At this point Ms. Pease threw a roll of tape at the men (hopefully not Gorilla Tape as we all know how strong that is), and then when the one man continued to take photos she approached the elevator and knocked the cell phone he was using to take them, from his hand. At this point the property manager removed his hand from the elevator door, the elevator door closed, and the men left. Nobody was injured. The phone survived. And the icing on the cake was that instead of later apologizing to Ms. Pease – she was later arrested by other officers. Well . . . come to think of it . . . that actually wasn’t the icing on the cake – the icing on the cake was that the Broward State Attorney’s Office actually filed the case days later, rather than declining prosecution, as any decent and honorable other State Attorney’s Office would likely do. But, this was Broward County. And after all, it could have been Gorilla Tape! What more can I say?

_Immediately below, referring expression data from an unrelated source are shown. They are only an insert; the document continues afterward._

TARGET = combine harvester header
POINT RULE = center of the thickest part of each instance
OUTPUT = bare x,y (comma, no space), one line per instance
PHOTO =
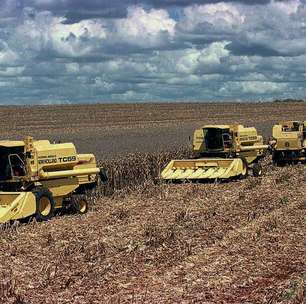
38,177
222,151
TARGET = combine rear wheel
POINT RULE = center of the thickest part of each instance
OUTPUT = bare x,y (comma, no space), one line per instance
245,171
45,205
257,170
79,205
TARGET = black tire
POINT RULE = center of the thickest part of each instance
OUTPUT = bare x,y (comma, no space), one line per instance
245,174
79,204
103,176
45,205
257,170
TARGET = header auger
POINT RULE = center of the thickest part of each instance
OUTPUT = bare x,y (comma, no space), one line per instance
37,177
222,152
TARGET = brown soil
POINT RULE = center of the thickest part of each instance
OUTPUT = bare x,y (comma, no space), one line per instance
146,242
114,130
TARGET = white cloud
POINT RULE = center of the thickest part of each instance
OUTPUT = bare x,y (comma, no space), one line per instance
44,32
145,28
7,56
205,59
220,15
262,87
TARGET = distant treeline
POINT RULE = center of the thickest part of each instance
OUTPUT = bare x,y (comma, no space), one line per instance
288,100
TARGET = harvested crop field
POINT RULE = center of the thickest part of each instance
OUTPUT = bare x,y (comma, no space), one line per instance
114,130
148,242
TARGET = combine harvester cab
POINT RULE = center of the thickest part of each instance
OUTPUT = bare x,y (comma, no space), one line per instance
289,142
223,152
38,177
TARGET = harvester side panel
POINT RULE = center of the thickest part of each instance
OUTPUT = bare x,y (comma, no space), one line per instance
16,205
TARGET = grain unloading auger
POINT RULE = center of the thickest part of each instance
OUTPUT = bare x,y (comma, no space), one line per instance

Well, Ms. Pease hired the Padowitz law firm in Fort Lauderdale, and an immunity defense was raised claiming the right to use non-deadly force both to stop a trespass, and to stop the wrongful interference of her personal property. In essence, an invasion of privacy. The trial court, Judge Edward H. Merrigan, Jr., denied the motion. Suffice it to say, if you are a self defense proponent – you likely do not want him to ever be your judge. A type of special appeal called “prohibition” was then taken to the Fourth District Court of Appeal where an extensive and truly excellent Opinion was written by Judge Edward Artau, with a well written concurring Opinion by Judge Alan O. Forst, that reversed the trial judge, and directed that all charges against Ms. Pease be dismissed, finding that she had every right to use non-deadly force to stop the intrusion into her private living space, and that the degree of force used was both reasonable and proportional to the circumstances. The case stands importantly as confirming the right to use non-deadly force to stop an invasion of privacy that amounts to interference with ones personal property. However, no matter how clear the result may be in this case – there are always those “certain” judges, prosecutors, and others – who will always fall on the “dark side” of the equation where sacrificing an innocent citizen to criminal charges and punishment is just part of the game. In this case – that falls on both the prosecutor, the State Attorney, the code enforcement officers (who still owe Ms. Pease an apology), and Judge Robert Gross of the Fourth District Court of Appeals, who wrote an extensive bitchy dissent including twisting some of the facts to serve the Dissent he wrote. I call this type of judge, an “agenda judge”. That is, a judge who, in my opinion, will bend the facts and the law to serve their own ends, and philosophies. He doesn’t come up for re-election until 2029 – but you might want to enter that on your calendar.

Of course, I would have gone a lot further. I found the whole situation shocking. I believe the property manager’s hand on the outside of the elevator door was a trespass, and not just an invasion of privacy. I felt that the presumptions in Florida Statute 776.013 also applied, as this was an invasion into a dwelling where force (the opening of the doors, as well as holding the doors forcefully open) was used. True, I would never say “deadly force” was something that could stand a constitutional challenge in such a situation – but there’s something wrong with law enforcement, judges, and the State Attorneys Office – when they can’t see that this was a situation that most certainly didn’t deserve to get into the system in the first place.

And last – I hope it was “Gorilla Tape”. They deserved it!